Comment 27: Jersey454, you are so brainwashed you are making me laugh. Given the liberal bias of Williams College, I am not surprised at the extremely unhealthy people it attracts. While I was on the campus, no less that two of its professors committed suicide. 

I think you are naive if you think you and your fellow students are fine examples of mental health. I don't see how anyone can be healthy and happy while still holding on to delusional, unrealistic liberal beliefs. The willingness of you and your fellow students to engage in on-line bullying is quite disturbing and potentially an expression of psychopathic tendencies.


  1. You would be exposed to even more challenges to your comfortable left-wing orthodoxy.
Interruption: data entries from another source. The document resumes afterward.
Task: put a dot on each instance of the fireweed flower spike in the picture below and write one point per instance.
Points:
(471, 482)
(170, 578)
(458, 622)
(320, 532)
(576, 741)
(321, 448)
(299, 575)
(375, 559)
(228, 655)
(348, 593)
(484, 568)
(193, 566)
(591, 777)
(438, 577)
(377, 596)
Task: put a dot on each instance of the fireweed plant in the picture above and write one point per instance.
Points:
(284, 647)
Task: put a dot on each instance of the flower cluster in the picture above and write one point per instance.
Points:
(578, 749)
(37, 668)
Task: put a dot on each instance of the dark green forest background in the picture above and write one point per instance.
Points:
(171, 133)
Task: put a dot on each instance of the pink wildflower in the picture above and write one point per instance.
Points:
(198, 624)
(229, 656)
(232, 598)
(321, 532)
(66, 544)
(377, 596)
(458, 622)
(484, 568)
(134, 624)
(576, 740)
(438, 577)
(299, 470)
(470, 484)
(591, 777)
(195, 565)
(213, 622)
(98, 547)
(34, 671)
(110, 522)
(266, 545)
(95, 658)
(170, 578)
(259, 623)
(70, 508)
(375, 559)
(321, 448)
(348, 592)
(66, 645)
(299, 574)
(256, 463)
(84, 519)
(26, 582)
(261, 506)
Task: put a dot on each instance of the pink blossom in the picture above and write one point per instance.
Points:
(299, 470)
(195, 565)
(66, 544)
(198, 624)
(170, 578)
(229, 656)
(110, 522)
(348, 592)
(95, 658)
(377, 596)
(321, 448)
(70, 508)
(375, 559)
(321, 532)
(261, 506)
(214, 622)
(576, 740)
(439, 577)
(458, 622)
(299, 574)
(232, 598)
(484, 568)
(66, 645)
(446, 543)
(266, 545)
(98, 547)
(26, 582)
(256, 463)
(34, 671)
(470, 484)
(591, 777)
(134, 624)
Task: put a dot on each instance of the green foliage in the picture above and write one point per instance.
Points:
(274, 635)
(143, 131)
If you had a conservative professor like me you would learn that affirmative action causes incredible resentment and anger and that anger and resentment does not subside over time.
  2. You would learn, for example, that twin studies show there are more ex-gays than current gays.
  3. You would read studies that demonstrate low IQ is correlated with both poverty and criminal behavior and that this fact makes it difficult to solve problems related to both poverty and crime.
  4. You would read studies that indicate how, in Europe, a tolerance for gay marriage actually undermines the prevalence of traditional marriage.
  5. You would learn more about why women under perform men at the highest levels of math and the consequences of this difference between the sexes.
  6. You would learn the details about how Protestant Christians were the pre-eminent enemies of Hitler's totalitarianism and investigate why atheism is highly correlated with mass murder and genocide in the last century.
  7. You would study and read the Qu'ran to help you understand why it is the cause of so much conflict and blood shed. You would review passages in the Qu'ran to help you understand its hostility to gays, women, Christians and Jews.

In other words, you would receive a completely different education. A more valuable education which would put you in touch with higher quality scholarship, a more realistic view of the world, and give you the tools needed to create a fulfilling life for yourself based on the latest and most significant research. You would be studying under a professor who is on the cutting edge of social problems, active in reforming the Republican party, and fearless when it comes to expressing independent thought. Right now, all you get is a pale reflection of the inadequate decisions you made in high school.

As this thread illustrates, leftists also tend to be gutless conformists. Here, they post in complete anonymity. They quickly, almost immediately, fall into vicious, unsubstantiated personal attacks. They cannot be bothered to do the hard work needed to even partially address an intelligent conservative critique of their old-fashioned views. They too lazy to investigate the latest peer reviewed studies which contradict their cherished ideology.

The truth is that the liberal ideology taught routinely at places like Williams College represents a dumbed down education, an education more suitable for sheep than proven leaders. I expect that students and parents searching for a quality liberal arts education will search out alternatives like Hillsdale College which preserves the best of a traditional, demanding liberal arts education. See, http://www.hillsdale.edu/

As I digest all of this, I think I'll do more to shape it into a coherent article that will help clarify the politically correct sickness that has take over places like Williams College. For now, however, I am glad I rescued these comments before College Confidential completely deleted them.

John C. Drew, Ph.D. is an award-winning political scientist.